Man pleads guilty to dangerous driving causing death after striking B.C. mother of four
Travis James Pare, 38, was charged with criminal negligence causing death, impaired driving causing death, and two counts of failing to stop at an accident after the devastating crash by Dewdney Trunk Road on Feb. 1, 2018.
“It’s the first time he’s ever shown any remorse … maybe it’s true, but it’s too hard to believe right now,” Jennifer Tayes, Sandoval’s mother, told Global News outside the courthouse.
“There’s more to the case than we’re allowed to talk about, so I was really disappointed that it only dropped down to one charge after it being four, and it’s much lesser charge than what the original ones were.”
Pare was accused of being high on drugs on Feb. 1, 2018, when he reportedly backed his pickup truck into two parked vehicles, blasted through a McDonald’s drive-thru, crashed into a fence and hit a bus shelter.
Sandoval’s 10-year-old son was able to jump out of the way in the chaos, but the 35-year-old mother threw herself in front of her five-year-old son, ultimately saving his life.
According to a coroner’s report, Sandoval was discharged from Royal Columbian Hospital with crutches after being diagnosed with a forehead laceration and soft tissue injuries to her right thigh. Six weeks later, she was admitted to Abbotsford Regional Hospital for various complications, including pain, swelling, blood clots and a bacterial infection.
She died on March 19, 2018, and a post-mortem examination revealed she had numerous blood clots throughout both lungs. Her cause of death was attributed to “multiple complications of blunt force trauma due to a motor vehicle incident.”

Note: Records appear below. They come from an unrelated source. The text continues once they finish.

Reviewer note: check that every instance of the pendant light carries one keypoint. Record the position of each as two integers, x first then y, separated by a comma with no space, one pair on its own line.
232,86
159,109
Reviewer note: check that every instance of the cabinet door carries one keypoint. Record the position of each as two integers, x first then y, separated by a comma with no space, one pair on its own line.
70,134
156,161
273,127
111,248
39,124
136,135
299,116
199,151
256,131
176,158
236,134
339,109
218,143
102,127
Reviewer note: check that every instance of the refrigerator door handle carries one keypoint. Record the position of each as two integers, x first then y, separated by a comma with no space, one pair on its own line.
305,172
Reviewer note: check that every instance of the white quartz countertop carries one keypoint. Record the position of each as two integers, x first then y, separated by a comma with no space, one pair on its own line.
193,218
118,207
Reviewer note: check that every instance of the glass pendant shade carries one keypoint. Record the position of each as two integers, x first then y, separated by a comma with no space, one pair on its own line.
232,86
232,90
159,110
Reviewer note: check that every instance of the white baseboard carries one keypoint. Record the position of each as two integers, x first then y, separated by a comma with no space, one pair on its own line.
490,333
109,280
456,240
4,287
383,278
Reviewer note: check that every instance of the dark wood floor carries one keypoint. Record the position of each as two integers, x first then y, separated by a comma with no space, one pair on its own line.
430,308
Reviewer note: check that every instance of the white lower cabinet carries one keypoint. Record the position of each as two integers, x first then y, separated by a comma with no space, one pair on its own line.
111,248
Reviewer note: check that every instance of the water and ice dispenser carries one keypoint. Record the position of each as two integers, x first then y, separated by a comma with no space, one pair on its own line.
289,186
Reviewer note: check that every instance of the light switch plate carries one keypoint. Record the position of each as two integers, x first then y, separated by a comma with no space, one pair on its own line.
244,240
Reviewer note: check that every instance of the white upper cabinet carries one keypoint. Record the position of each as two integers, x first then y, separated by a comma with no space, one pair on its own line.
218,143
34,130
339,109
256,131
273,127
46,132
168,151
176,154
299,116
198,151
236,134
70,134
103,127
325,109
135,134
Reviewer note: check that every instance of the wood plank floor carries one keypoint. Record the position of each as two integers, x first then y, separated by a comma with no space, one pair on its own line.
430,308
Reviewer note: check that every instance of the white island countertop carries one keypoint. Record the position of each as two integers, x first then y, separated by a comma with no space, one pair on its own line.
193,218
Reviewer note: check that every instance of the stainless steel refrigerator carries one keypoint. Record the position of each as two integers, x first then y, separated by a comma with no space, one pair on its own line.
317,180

Pare has no criminal record and is in treatment for drug addiction, the court heard Monday.
The Crown is asking for a sentence of between 18 and 24 months in jail, with two years of probation and a five-year driving prohibition. Pare’s attorney’s are asking for a conditional sentence order of two years — less a day — to be served in the community.
“I would like to see some jailtime — not a long time — and rehab and driving prohibitions, because I think he has to pay somehow,” said Tayes. “He has to realize what he’s done.”
The family’s wounds from the accident are still very fresh, she added, and Sandoval’s husband, Eduardo, has struggled to raise four children alone.
“As one of the victim impact statements said, the family really isn’t a family anymore. It doesn’t function like a family,” she said. “We don’t all get together anymore because Kelly’s husband just can’t bear to be around people … It’s affected his health.”
The family can’t “start living again” until the court process has reached its conclusion, said Tayes. The case has adjourned until April 20 as the judge deliberates a sentence.